Hackers sneak crypto wallet-stealing code into a popular AI tool that runs every time
Summary
Attackers compromised a maintainer account for the popular Python library LiteLLM, publishing malicious versions 1.82.7 and 1.82.8 to PyPI on March 24th. LiteLLM, used as a unified interface for over 100 LLM providers, is often present in credential-rich developer environments. Version 1.82.8 was particularly dangerous as it planted a .pth file that executed malicious code every time Python started, leading to tens of thousands of downloads in under an hour.
The payload was designed to steal sensitive information, specifically targeting Bitcoin wallet files, Ethereum keystores, and Solana configuration files, including validator key pairs and authority files. Furthermore, the malware harvested SSH keys, environment variables, cloud credentials (querying AWS Secrets Manager upon finding valid keys), and Kubernetes secrets, even creating privileged pods for persistence.

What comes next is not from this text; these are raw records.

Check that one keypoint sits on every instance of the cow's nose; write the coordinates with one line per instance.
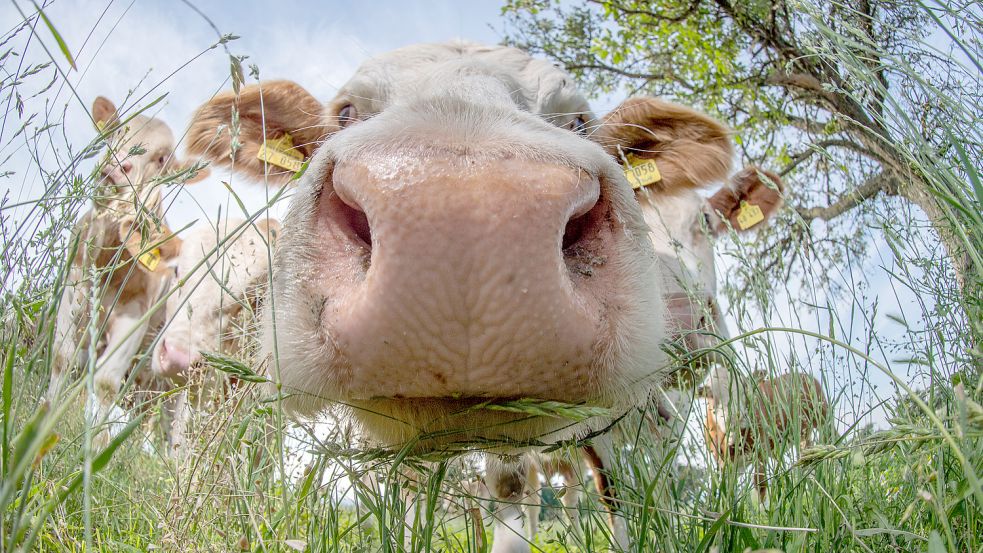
(174, 361)
(117, 174)
(477, 260)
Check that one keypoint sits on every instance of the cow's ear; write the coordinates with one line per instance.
(280, 112)
(691, 149)
(270, 228)
(149, 247)
(104, 113)
(196, 172)
(751, 198)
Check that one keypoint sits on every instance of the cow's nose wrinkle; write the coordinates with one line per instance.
(352, 219)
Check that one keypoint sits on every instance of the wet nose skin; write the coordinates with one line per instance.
(117, 174)
(466, 292)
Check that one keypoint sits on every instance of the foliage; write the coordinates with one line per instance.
(849, 101)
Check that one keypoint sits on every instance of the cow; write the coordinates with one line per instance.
(120, 247)
(462, 236)
(683, 227)
(751, 424)
(220, 274)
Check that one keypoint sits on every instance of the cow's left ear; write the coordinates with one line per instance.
(691, 149)
(752, 197)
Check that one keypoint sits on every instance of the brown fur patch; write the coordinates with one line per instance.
(775, 405)
(284, 106)
(747, 185)
(103, 110)
(691, 148)
(601, 479)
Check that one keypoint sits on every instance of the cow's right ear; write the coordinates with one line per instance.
(104, 113)
(281, 112)
(691, 149)
(152, 252)
(270, 228)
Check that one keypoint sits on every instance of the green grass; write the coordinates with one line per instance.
(911, 485)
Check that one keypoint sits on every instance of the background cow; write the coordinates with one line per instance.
(220, 276)
(120, 248)
(752, 422)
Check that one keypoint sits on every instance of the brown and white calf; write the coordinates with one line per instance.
(220, 275)
(462, 235)
(683, 227)
(752, 422)
(118, 269)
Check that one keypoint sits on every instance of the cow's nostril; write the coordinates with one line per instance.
(582, 226)
(357, 223)
(575, 230)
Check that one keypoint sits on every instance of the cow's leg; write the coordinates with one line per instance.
(760, 480)
(601, 457)
(69, 352)
(179, 411)
(533, 503)
(506, 481)
(125, 333)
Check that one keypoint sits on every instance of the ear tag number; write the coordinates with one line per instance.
(749, 215)
(641, 172)
(281, 152)
(150, 259)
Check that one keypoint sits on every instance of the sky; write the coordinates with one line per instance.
(133, 52)
(144, 49)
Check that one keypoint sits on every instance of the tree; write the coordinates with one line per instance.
(850, 101)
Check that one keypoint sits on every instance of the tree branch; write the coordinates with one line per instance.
(881, 182)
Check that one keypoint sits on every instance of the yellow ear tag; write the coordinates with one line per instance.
(281, 152)
(641, 172)
(150, 259)
(749, 215)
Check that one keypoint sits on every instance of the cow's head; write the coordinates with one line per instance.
(143, 234)
(221, 277)
(463, 233)
(140, 149)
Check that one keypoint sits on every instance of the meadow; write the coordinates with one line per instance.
(894, 338)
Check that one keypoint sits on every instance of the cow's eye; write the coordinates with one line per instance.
(579, 125)
(347, 115)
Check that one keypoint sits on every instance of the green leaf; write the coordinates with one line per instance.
(54, 32)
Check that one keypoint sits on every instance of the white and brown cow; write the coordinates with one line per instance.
(117, 271)
(220, 275)
(683, 227)
(751, 422)
(463, 236)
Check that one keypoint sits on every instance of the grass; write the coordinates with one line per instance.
(258, 481)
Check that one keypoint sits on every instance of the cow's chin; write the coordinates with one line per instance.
(452, 425)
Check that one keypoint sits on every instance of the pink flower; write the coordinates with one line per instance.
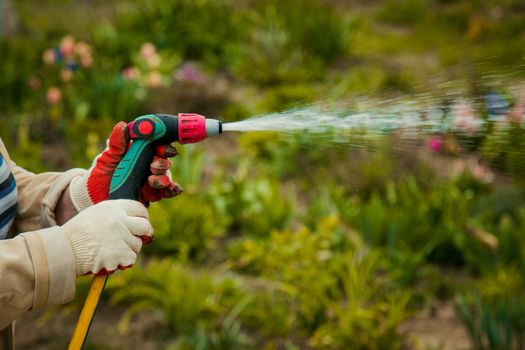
(154, 61)
(66, 75)
(34, 82)
(154, 79)
(131, 73)
(81, 48)
(48, 56)
(147, 50)
(54, 95)
(67, 45)
(86, 60)
(435, 144)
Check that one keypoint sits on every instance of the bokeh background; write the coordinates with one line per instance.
(290, 243)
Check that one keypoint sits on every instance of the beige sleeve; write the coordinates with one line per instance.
(37, 269)
(38, 195)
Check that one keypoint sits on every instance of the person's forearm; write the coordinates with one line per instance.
(65, 209)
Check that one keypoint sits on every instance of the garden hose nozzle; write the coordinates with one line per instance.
(132, 172)
(148, 131)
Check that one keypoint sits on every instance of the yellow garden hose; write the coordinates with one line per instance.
(87, 313)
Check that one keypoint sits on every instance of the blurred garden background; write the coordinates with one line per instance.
(286, 243)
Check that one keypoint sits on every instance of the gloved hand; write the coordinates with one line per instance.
(94, 186)
(107, 236)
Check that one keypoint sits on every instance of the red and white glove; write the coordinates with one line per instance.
(94, 187)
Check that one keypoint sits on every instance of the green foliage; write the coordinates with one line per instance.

The incident is linked to a wider campaign targeting developer ecosystems. While PyPI quarantined the malicious versions quickly, teams that installed the compromised builds during the window (10:39 UTC to 16:00 UTC on Mar. 24) should treat their environments as fully compromised. Recommended remediation includes rotating all secrets, auditing for the persistence file, and implementing stricter security practices like hermetic builds and better role separation for crypto operations.